Platon’un yöneticinin filozof (bkz. Philosopher king) olmasını istediğinde, nasıl karşılandığını daha iyi anlayabilmek için polisin, sanatçı ve şairler için geçerli olmayan ama filozoflara karşı geliştirilen önyargılar unutulmamalıdır. Sadece kendi için bile neyin iyi olduğunu bilmeyen bilge adam(sophos), polis için neyin iyi olduğunu da diğer herkesten daha az bilecektir anlayışı hakimdi. Aristo ve Platon bilge adamın sadece polis dışındaki konularla ilgilenmesi gerektiğini, anlamanın önemini ve neyin iyi olduğu arayışında olması gerektiğini savundular. Fakat Plato filozofun işini ebedi, değişmeyen ve insan dışı meselelerle tanımlasa da bu da düşüncenin kendisini siyasal rol oynamaktan uzak tutamayacağını savunmuş ve polisin ürettiği; eğer filozof insan iyiliği ile ilgilenmezse “hiçbir-şey-için-iyi” olma tehlikesiyle karşı karşıya olduğu sonucuna karşı çıkmıştır. Burada yer alan “hiçbir-şey-için-iyi” kavramı nihai anlamda bir iyiden çok yararlı olamama anlamındadır.

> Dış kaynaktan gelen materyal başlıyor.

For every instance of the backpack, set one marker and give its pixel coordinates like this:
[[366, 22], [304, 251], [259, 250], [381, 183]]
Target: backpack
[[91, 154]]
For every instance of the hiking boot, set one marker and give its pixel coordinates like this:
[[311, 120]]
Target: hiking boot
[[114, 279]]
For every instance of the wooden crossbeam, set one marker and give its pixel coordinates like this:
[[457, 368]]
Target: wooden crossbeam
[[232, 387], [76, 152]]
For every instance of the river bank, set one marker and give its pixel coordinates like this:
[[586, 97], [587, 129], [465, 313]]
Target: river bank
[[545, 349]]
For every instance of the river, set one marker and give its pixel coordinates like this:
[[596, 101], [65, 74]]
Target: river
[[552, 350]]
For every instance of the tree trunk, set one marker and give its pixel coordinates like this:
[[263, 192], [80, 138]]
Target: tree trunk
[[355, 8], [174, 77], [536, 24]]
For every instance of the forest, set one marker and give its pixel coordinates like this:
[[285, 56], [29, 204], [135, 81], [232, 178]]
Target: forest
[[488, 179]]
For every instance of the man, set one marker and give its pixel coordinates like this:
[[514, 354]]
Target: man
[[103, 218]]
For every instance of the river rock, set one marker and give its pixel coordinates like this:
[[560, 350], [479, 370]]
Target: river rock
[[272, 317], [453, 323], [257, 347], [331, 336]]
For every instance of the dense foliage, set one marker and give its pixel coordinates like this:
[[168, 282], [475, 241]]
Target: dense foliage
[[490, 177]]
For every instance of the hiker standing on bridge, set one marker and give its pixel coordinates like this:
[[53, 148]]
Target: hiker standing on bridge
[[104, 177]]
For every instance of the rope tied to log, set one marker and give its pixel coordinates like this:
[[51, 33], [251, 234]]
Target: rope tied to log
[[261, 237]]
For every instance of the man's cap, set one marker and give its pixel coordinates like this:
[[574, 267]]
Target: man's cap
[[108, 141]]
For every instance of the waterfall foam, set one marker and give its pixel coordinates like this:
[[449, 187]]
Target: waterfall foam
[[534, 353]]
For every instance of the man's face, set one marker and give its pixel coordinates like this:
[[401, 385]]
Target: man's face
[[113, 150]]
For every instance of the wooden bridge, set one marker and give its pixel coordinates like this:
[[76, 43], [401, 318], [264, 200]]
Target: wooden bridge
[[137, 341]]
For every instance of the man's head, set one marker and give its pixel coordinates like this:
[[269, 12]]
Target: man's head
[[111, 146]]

Bu bağlamda, insani meselelerden bağımsız ‘gerçeği’ arayan felsefe taşıyıcıları polisten uzaklaştırılmaya başladı. Sokrates ise ebedi, insan dışı, siyasal olmayan meselelerle uğraştığı için polisin bilge adam çizgisini aşan ilk filozof oldu.

Aslında Sokrates’in ölümü, kendisinin ‘bilge adam’ olmadığını polise inandıramaması üzerine kuruluydu. Kendisini bilge olarak görmeyen, bilgi üzerinde iddiada bulunmayan Sokrates, polis tarafından siyasi olarak “hiçbir-şey-için-iyi” olduğunu itiraf etmeye zorlandı. Göremedikleri şey ise, ‘bilge adam hiçbir şey bilmediğini bilen adamdır’ yaklaşımından dolayı, Sokrates’in ne böyle bir iddiası vardı ne de felsefi olarak gerçekten de öğretebilecek bir şeyi. Filozof ve polis arasındaki çatışma ortaya çıktığında, bilge olduğunu iddia etmediği için felsefeden yeni taleplerde bulundu ve bu koşullar altında Platon “doğrunun tiranlığı” kavramını ortaya attı. Buna göre, kişiyi ikna edecek olan geçici iyiler değil, kişinin ikna edilemeyeceği daimi doğrular şehri yönetmeliydi. Filozof bir doğruyu, ebedi olanı polise sunduğu an diğer fikirler(doxa/opinion) arasında önemini kaybediyor ve fikir formunu alıyordu. Polisin ‘fikir’ takıntısı ikna metodunu öne çıkarıyordu çünkü ikna doğrudan değil fikirden geliyordu ve ancak fikirler kullanılarak yığınlarla başa çıkılabilirdi. Sokrates’in diyalektik metodu ise karşılıklı konuşmaya dayanan ve doğruyu bulmaya odaklanan bir metottu. Herkesin içinde var olan doğruyu buldurma uğraşındaydı ve bunu fikirleri yok ederek değil, fikrin kendi içindeki doğruluğu çıkartarak yapıyordu. Sokrates’e göre filozof, şehri yönetmekle değil, vatandaşların daha doğru olmasını sağlamakla yükümlü olmalıydı.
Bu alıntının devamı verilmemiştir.